No entanto, não se pode ignorar o fato de que tais políticas de contenção possam ter sido determinantes para impedir a transmissão e expansão do Covid-19, ao menos nos estágios iniciais do contágio do vírus. A Estônia foi incluída na análise por ser um país, talvez único, onde a economia está praticamente toda voltada para a tecnologia digital e onde os serviços são ou podem ser fornecidos por via eletrônica. Noventa e nove porcento dos lares na Estônia dispõem de banda larga e o sistema educacional do país é líder mundial na utilização e desenvolvimento de tecnologias eletrônicas.

Posto isto, ao observarmos os dados da tabela, verificamos de pronto que em relação ao Covid-19, países que investem acima de 2% do PIB em pesquisa científica e desenvolvimento (tecnologia), com exceção dos EUA, têm lidado melhor com a pandemia. Com destaque, temos a Coréia do Sul e Alemanha, onde há uma forte correlação entre o percentual aplicado em ciência e tecnologia e o número reduzido de mortes devido ao Covid-19, 4,55% e 3,02%, e 158 e 560 mortes (até 30 de março de 2020), respectivamente. No caso específico da pandemia, isso se deve ao volume de testes efetuados. A Alemanha se aproxima da política adotada pela Coréia do Sul, que testa a população até nas ruas. Tal medida tem feito com que esses dois países alcançassem um índice de mortalidade da ordem de 1%. Na Itália, o índice é da ordem de 10%.

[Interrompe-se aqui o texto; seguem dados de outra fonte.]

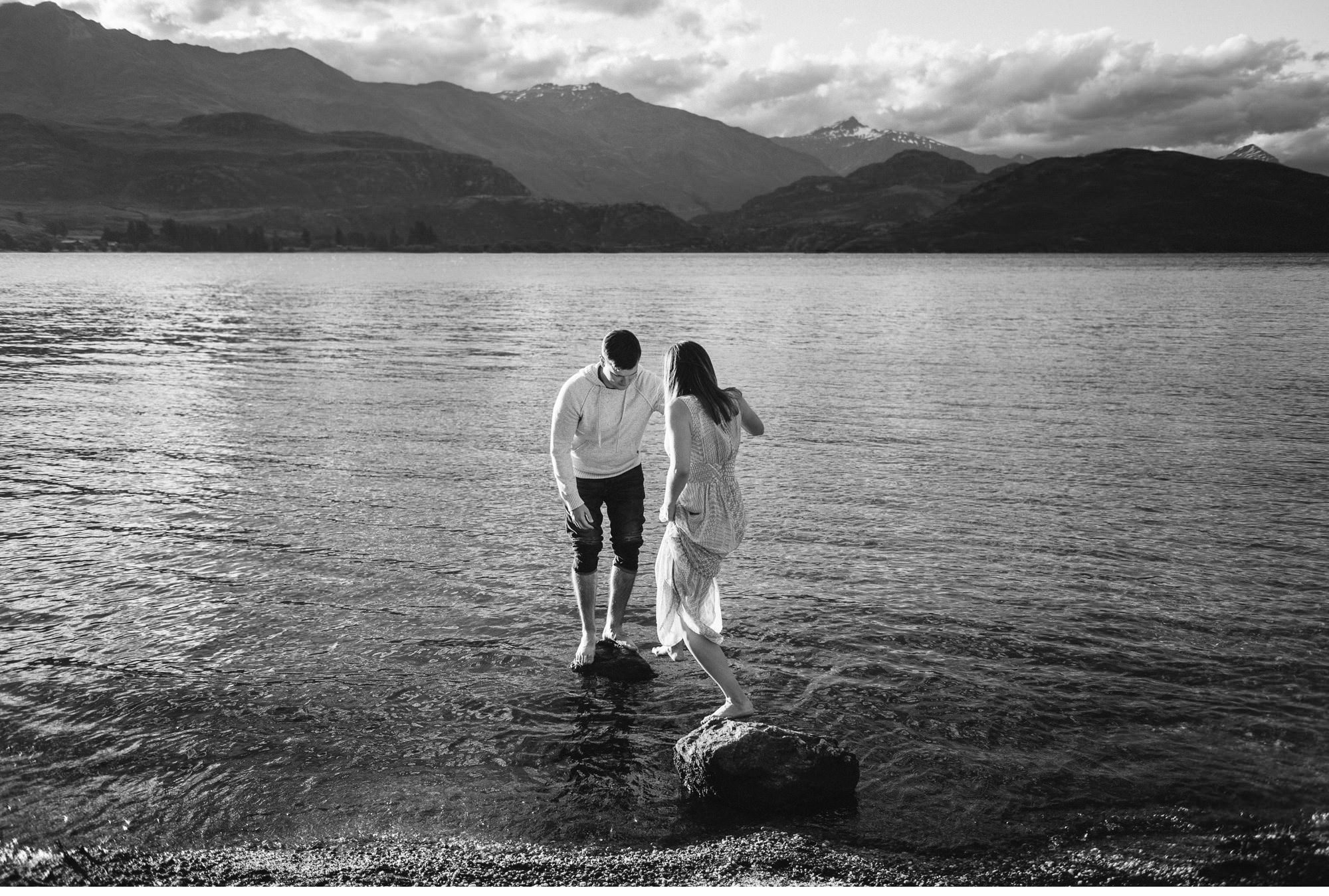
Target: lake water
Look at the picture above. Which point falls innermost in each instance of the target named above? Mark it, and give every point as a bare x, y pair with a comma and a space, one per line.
1041, 539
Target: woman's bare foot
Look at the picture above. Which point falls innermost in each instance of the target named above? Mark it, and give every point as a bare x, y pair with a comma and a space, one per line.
672, 652
585, 652
733, 710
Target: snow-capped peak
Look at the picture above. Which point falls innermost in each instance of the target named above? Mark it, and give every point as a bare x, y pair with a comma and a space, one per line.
851, 131
1253, 152
558, 91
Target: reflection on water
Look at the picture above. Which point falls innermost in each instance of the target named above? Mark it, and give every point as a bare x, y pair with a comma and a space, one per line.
1040, 539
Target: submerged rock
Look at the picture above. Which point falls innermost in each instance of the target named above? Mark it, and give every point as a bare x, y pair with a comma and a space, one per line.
754, 763
619, 662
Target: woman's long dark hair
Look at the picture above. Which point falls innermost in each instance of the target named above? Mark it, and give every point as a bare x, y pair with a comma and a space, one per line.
689, 371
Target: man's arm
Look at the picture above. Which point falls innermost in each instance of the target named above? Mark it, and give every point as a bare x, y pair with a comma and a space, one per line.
562, 431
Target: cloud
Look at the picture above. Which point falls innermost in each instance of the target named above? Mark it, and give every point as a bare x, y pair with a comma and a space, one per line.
625, 9
1055, 95
1052, 95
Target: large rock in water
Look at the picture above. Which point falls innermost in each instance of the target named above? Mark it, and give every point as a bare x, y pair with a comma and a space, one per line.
619, 664
753, 763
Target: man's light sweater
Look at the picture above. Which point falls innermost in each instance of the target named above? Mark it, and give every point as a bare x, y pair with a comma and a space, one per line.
597, 431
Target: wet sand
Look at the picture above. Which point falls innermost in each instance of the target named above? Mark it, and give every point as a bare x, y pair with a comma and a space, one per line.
760, 857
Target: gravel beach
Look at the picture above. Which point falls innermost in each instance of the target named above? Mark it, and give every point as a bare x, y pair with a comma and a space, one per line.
760, 857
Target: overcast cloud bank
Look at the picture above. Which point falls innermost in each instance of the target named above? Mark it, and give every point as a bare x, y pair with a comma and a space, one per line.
1053, 95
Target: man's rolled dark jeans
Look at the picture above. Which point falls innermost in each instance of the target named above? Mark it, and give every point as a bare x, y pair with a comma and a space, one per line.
624, 497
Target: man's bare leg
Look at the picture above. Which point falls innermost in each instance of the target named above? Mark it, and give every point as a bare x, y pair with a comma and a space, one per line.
712, 658
585, 589
620, 589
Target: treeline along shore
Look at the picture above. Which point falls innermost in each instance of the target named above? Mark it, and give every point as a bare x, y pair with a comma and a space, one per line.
172, 236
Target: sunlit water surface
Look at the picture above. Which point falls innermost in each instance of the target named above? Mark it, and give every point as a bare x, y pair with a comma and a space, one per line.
1043, 540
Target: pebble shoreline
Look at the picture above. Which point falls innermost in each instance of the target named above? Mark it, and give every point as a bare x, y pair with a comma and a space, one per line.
764, 857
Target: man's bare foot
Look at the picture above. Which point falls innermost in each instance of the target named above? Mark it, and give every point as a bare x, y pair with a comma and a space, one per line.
585, 652
733, 711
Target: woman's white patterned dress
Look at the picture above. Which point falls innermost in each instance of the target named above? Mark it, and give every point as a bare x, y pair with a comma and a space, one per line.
708, 525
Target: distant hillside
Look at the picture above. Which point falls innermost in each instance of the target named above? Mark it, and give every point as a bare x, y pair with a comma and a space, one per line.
829, 213
583, 144
1128, 201
849, 145
231, 161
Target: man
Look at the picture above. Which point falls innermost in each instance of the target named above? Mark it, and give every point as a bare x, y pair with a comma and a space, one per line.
596, 440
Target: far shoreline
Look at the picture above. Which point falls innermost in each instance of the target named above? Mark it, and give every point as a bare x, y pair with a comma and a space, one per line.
766, 856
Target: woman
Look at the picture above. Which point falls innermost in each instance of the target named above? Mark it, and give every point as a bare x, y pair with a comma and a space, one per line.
705, 513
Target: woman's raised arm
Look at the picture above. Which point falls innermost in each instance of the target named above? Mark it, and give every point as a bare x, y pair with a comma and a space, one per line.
748, 416
678, 443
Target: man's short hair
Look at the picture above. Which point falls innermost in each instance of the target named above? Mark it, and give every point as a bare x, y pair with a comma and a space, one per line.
623, 349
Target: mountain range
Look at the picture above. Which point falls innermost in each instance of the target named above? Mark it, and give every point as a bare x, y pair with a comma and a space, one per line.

Por outro lado, Espanha e Itália, dentre os países considerados desenvolvidos, são aqueles que menos investem em ciência e tecnologia, 1,20% e 1,35% do PIB, respectivamente, e coincidentemente estão enfrentando maiores dificuldades para lidar com a pandemia. A Estônia, apesar de investir 1,32% do seu PIB em ciência e tecnologia, pelas razões já apontadas anteriormente, vem lidando muito melhor com a pandemia que Espanha e Itália.

O Brasil, em 2018, investiu em saúde 9,2% do PIB, percentual apenas abaixo de França (11,2%), Alemanha (11,2%) e EUA, com este último investindo o percentual mais elevado, 16,9%, dentre os países analisados. Dentre esses 4 países, França e Alemanha vêm até o momento lidando melhor com a pandemia que os EUA. O Brasil, talvez tenha ainda certo fôlego para lidar com a pandemia em razão da existência do SUS, o maior sistema de saúde público do mundo, o qual ainda não foi completamente desmantelado pelas políticas neoliberais que vêm sendo aplicadas desde 2016.

É interessante notar que apesar de Espanha, Itália e Coréia do Sul investirem praticamente o mesmo percentual do PIB em saúde, entre 8 e 9%, Coréia do Sul tem sido muito mais bem sucedida que Espanha e Itália no combate ao Covid-19. Irã e China, cujos percentuais do PIB aplicados em saúde são da ordem de 6,9% e 5,0%, respectivamente, também têm lidado melhor com a pandemia que Espanha e Itália. Chama a atenção os EUA, que apesar de investirem um percentual do PIB significativamente elevado, quase o dobro ou mais em relação aos demais países aqui analisados, está enfrentando muitas dificuldades para lidar com a pandemia.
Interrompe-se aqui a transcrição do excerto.